Settlement talks between SAC Capital and the federal government, which could have led to a pact preventing criminal charges against founder Steven Cohen, are off after Cohen was issued a subpoena by prosecutors last week. That news may prompt outside investors in the embattled hedge fund, including the Blackstone Group, to accelerate yanking additional capital.

As recently as May 13, SAC officials were expressing confidence that a satisfactory resolution of the federal probe was soon to come, a person with knowledge of a potential pact said. A settlement package would have ended a multi-year probe into alleged insider trading of various stocks in exchange for a fine, among other concessions. But during the course of the last week, a surprise grand jury subpoena was issued to Cohen, truncating those deal talks abruptly.

Spokesmen for SAC have refused to confirm or deny that Cohen last week received a subpoena asking him to testify before a grand jury—a move that would essentially ask him to provide evidence against the firm he founded two decades ago and still runs. A spokesman for the Manhattan U.S. Attorney's office, which has been handling the SAC cases, declined comment.The subpoena was first reported by the New York Times late Sunday.

During a noontime conference call with investors on Monday, SAC officials remained mum, according to a listener, saying that media reports on the subpoena and related matters were pure speculation.

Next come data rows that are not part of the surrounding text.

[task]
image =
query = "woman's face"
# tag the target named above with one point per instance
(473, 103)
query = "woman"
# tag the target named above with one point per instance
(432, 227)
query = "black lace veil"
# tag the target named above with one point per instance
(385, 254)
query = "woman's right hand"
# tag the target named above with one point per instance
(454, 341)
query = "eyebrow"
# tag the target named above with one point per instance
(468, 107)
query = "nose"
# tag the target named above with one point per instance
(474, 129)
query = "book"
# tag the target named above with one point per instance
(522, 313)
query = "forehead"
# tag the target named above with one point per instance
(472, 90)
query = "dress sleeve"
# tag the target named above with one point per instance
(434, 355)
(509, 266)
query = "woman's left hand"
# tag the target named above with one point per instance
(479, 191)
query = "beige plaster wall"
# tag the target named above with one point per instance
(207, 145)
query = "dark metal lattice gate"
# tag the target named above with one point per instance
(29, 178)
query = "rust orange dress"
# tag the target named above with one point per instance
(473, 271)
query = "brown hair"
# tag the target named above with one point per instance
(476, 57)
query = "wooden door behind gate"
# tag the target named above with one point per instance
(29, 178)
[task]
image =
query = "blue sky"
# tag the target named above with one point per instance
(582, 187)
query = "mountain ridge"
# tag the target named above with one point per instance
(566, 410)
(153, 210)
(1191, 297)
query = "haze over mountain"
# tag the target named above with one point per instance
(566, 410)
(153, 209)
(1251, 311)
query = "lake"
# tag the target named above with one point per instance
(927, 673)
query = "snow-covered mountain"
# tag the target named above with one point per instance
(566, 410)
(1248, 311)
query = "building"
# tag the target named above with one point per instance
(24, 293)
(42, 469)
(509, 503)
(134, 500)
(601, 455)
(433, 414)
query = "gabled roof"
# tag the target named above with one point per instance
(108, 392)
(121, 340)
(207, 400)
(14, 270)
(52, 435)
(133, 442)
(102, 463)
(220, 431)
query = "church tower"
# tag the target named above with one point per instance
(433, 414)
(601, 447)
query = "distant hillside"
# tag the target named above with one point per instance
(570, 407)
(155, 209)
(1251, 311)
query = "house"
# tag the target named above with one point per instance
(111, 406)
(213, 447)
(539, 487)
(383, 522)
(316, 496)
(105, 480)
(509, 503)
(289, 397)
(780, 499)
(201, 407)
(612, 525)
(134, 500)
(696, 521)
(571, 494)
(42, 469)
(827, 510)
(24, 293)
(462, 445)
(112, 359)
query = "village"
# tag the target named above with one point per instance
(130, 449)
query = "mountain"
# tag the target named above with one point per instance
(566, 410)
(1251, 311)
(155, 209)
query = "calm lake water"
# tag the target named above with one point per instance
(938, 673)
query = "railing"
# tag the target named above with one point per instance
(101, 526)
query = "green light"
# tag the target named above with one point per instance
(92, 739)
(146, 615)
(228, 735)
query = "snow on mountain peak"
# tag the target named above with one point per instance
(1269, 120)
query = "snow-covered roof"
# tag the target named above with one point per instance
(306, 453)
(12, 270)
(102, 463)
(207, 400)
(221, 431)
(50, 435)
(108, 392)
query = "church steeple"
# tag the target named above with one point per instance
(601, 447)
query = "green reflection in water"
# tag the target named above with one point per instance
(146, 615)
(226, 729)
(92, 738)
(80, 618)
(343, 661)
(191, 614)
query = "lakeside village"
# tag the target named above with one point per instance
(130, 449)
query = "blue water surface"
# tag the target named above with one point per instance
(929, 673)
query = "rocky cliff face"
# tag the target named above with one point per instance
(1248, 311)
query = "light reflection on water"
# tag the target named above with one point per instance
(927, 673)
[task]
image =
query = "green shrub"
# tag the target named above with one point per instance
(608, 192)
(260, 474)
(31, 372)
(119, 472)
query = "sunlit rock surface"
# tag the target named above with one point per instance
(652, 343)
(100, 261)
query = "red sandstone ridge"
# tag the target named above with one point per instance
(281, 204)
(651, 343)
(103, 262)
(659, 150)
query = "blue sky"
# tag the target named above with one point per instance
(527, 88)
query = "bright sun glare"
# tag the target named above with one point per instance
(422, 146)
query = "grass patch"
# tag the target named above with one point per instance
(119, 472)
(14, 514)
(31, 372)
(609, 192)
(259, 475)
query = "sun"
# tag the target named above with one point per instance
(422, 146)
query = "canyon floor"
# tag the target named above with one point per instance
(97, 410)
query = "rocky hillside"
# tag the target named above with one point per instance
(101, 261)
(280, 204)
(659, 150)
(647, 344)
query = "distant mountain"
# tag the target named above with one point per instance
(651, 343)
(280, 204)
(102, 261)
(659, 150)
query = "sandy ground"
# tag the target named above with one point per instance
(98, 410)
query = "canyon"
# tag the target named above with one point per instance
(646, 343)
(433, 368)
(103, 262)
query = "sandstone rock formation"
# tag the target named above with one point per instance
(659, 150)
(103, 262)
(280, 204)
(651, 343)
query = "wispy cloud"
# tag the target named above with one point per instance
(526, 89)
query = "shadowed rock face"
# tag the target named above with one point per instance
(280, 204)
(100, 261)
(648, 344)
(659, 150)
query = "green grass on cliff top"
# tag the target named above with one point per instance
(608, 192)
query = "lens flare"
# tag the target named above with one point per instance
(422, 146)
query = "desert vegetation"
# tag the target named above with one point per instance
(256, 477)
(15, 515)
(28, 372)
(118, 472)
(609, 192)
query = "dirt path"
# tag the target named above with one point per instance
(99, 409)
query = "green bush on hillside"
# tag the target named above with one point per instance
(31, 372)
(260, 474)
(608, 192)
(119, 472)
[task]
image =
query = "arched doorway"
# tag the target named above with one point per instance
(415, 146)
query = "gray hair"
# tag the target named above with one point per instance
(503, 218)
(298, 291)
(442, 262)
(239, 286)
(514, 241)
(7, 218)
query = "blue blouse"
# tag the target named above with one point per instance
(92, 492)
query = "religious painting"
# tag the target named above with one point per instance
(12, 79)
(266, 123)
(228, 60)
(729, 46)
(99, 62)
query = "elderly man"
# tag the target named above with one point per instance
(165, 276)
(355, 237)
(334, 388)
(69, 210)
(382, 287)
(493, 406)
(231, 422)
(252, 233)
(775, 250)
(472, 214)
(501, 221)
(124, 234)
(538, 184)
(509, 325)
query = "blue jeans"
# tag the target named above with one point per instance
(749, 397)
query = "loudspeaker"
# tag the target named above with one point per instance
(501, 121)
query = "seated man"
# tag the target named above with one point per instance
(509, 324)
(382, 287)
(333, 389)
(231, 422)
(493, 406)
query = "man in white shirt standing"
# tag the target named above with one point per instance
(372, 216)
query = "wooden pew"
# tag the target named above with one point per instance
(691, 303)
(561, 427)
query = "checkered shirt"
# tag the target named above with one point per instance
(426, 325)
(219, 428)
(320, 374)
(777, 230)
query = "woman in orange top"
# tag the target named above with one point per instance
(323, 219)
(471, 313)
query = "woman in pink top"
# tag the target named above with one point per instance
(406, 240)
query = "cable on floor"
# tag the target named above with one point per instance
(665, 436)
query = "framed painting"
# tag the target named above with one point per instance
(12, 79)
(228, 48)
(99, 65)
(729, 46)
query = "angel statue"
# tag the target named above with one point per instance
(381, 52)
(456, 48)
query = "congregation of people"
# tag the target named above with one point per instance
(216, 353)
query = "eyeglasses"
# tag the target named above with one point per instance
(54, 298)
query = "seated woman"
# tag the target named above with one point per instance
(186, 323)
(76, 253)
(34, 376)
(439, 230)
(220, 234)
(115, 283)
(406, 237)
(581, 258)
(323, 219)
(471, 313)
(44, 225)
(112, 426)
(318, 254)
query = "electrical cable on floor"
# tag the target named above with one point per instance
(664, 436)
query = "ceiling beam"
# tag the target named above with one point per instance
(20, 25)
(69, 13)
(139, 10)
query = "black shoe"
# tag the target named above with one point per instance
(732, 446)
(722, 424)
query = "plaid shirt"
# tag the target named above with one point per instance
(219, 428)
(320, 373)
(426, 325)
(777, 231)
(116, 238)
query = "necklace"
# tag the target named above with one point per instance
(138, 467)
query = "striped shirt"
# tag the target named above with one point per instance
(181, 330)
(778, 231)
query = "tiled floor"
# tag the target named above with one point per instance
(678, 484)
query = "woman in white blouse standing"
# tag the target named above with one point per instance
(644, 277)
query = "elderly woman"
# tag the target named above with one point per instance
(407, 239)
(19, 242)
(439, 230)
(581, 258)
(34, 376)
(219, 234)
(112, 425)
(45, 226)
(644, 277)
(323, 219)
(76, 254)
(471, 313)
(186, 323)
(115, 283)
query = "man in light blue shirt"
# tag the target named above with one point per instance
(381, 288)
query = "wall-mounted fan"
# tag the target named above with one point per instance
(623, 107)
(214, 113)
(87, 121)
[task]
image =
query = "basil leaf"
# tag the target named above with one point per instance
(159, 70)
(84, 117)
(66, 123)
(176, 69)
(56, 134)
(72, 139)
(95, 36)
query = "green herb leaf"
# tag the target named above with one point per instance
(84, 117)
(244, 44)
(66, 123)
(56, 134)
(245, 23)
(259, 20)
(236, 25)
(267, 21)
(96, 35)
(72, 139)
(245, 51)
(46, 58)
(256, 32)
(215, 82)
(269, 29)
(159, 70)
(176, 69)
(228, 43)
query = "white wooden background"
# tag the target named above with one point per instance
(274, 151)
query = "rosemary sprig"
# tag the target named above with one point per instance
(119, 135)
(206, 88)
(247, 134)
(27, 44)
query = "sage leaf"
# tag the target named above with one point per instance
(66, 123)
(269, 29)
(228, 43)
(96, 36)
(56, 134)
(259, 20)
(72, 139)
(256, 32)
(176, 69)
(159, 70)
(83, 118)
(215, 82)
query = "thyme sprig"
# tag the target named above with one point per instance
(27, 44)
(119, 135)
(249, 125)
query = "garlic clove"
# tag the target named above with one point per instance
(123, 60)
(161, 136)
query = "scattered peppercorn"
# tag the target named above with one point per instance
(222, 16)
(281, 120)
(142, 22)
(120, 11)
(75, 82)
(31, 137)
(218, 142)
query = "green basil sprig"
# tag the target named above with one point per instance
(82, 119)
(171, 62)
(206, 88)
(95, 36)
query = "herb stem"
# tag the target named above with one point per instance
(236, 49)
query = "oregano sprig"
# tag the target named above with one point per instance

SAC officials, who took no questions during the call, added that a resolution to the prosecutorial probe would occur within the next two months, this person added. Justice Department lawyers face a statute of limitations on bringing fresh charges on Cohen or the firm in connection with two particularly suspicious trades from 2008 that would force them to either indict the parties or stand down entirely by the end of July.

Monday's revelations ratcheted up the pressure on SAC that has been building slowly this year amid the indictment of a long-tenured firm trader, Michael Steinberg, and ongoing concerns over Cohen's implication in the case dating from 2008.

During the first quarter, SAC's outside investors requested the return of $1.7 billion, taking a substantial chunk of the $6 billion in external capital that SAC manages. Now, in light of the reported subpoena, the Blackstone Group, whose alternative-assets division pulled a portion of its SAC investment during the first quarter, is planning to withdraw at least part of the roughly $410 million that remains, said someone familiar with the matter. That decision, this person added, is based on concerns that Blackstone's own investors have raised.

(Read More: SAC Capital Won't Cooperate Unconditionally: Letter)


In recent months, SAC has also been hampered by lackluster performance figures. The fund's flagship was up about 1 percent for the first two weeks of May, said two people who have been briefed on the numbers, leaving it up roughly 6 percent year-to-date. That's a far cry from the broader stock market, which was up about 16 percent through the same period, and roughly in line with competing hedge funds—a group that SAC has historically beaten.

On Friday, SAC told investors that the coming months would bring "substantially more clarity" to the legal picture and that it did not believe its hardening stance with prosecutors would have "a financial impact" on its funds. Nonetheless, even some of the firm's more stalwart supporters now appear to be having second thoughts. If a Cohen indictment becomes a more distinct possibility, SAC's outside investors "may have no choice" but to pull money, especially if they have their own clients to consider, said one money manager with money in the hedge fund.